Tuning the Unisons

Wanting to be part of a small club, instead of a stadium mass pushes me toward some unusual, and frequently lonely, activities. Like the secret to making apple pie, there is something mystical about tuning the unisons of the strings of my piano. Most strings of a piano are in groups of three, and sometimes two, and they have to be in unison — in short, they have to sound like one, and not three.

Educating your ear to accomplish that, is a lonely endeavor, because you must have quiet and the absence of other people. And yes, the mystery of a vibrating string to create a tone in a Beethoven sonata sometimes approaches the realm of a religious experience. And sometimes it just sounds like an old saloon or whore house upright.

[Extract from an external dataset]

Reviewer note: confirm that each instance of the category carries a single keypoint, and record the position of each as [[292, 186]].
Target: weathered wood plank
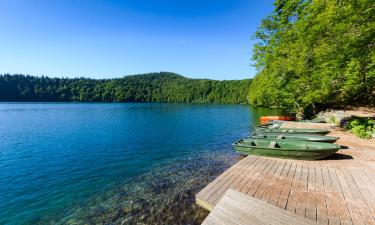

As a novice I once tuned a set of pipes on a cathedral organ perfectly. Each note depended on two separate metal tubes for creating the sound. I did it wrong and the magic disappeared.

One of the pipes needed to be tuned a few degrees sharp to create the shimmering, misty beauty of the Voix celeste or (heavenly voice) . It consists of either one or two ranks of pipes slightly out of tune. The term celeste refers to a rank of pipes detuned slightly.

My piano, which is my friend, a friendship dating from 1960, shares the intellectual and spiritual hours - and is 149 years old. It was alive and could have been used by —Verdi, Wagner, Franck, Brahms, or Grieg. It responds stiffly and demands a technique now mostly abandoned or forgotten.

Tuning the unisons is a solitary activity and it lasts for hours.